Akibatnya, waktu untuk mendengar keluhan pasien semakin berkurang. Konsultasi menjadi singkat. Layanan menjadi terasa dingin.
Sebagian rumah sakit bahkan hanya melayani kasus-kasus yang dipastikan "aman" dari sisi klaim. Pasien yang dinilai tidak gawat darurat bisa ditolak. Yang seharusnya dirawat, kadang dipulangkan lebih awal. Semua karena tekanan sistem.
Suara Masyarakat: Kami Hanya Ingin Diperlakukan Setara
Pasien BPJS bukan sedang meminta perlakuan istimewa. Mereka hanya ingin diperlakukan setara, sebagaimana pasien lainnya.

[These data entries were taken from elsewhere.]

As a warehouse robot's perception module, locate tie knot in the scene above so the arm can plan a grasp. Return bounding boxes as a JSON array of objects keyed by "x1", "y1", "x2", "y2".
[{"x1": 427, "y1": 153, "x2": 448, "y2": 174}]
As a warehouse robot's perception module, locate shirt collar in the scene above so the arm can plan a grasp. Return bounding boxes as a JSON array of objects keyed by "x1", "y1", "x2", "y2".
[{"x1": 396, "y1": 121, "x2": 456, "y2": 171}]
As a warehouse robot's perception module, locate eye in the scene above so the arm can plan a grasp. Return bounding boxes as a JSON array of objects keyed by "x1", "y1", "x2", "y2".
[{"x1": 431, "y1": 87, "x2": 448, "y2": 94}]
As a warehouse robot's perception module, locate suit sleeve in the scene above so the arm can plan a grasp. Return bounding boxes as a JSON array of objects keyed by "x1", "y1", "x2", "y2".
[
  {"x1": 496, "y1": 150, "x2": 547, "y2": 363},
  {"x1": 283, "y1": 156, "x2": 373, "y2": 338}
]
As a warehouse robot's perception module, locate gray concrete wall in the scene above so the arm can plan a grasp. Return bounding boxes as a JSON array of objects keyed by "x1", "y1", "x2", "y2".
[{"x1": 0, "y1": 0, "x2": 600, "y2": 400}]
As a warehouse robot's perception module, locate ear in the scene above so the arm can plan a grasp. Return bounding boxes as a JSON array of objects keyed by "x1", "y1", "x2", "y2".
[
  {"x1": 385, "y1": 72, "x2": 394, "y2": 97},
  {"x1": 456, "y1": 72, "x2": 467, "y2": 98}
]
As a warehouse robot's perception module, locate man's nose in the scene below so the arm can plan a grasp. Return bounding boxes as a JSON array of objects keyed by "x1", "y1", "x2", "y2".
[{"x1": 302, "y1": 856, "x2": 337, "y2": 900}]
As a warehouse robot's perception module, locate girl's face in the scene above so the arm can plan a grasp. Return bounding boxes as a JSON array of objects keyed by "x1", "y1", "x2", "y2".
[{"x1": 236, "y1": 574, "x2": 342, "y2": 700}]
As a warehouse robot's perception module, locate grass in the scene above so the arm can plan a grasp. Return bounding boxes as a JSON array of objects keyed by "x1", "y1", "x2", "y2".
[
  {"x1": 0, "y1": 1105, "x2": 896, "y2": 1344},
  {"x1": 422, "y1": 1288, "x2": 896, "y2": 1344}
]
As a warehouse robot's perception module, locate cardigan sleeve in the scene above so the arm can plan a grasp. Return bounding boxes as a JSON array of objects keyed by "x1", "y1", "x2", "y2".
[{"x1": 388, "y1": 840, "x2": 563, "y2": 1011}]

Namun yang sering terjadi justru sebaliknya:
- Diminta membeli obat di luar rumah sakit
- Dibiarkan menunggu berjam-jam di IGD
- Dilayani dengan bahasa yang kurang ramah
Padahal, BPJS adalah wujud gotong royong. Warga membayar iuran bersama-sama untuk saling membantu saat sakit. Jika semangat itu hilang di ruang pelayanan, maka BPJS kehilangan rohnya.
Saatnya Rumah Sakit Bicara Jujur
Kami tidak sedang menunjuk siapa yang salah. Tapi kami percaya, pelayanan kesehatan bukan hanya soal medis, tetapi juga soal kemanusiaan.
Jika rumah sakit sedang dalam tekanan, sampaikan kepada pasien dengan baik. Jangan diam. Jangan hanya menjalankan aturan, lalu membiarkan masyarakat menebak-nebak.
Keterbukaan adalah bagian dari pengobatan. Pelayanan yang tegas tidak harus kaku. Pelayanan yang terbatas tidak harus sembrono.
Semoga negara tidak hanya hadir di spanduk dan ruang rapat, tapi benar-benar hadir di ruang tunggu rumah sakit. Di sana, rakyat kecil tidak sedang meminta keistimewaan—mereka hanya ingin dimanusiakan.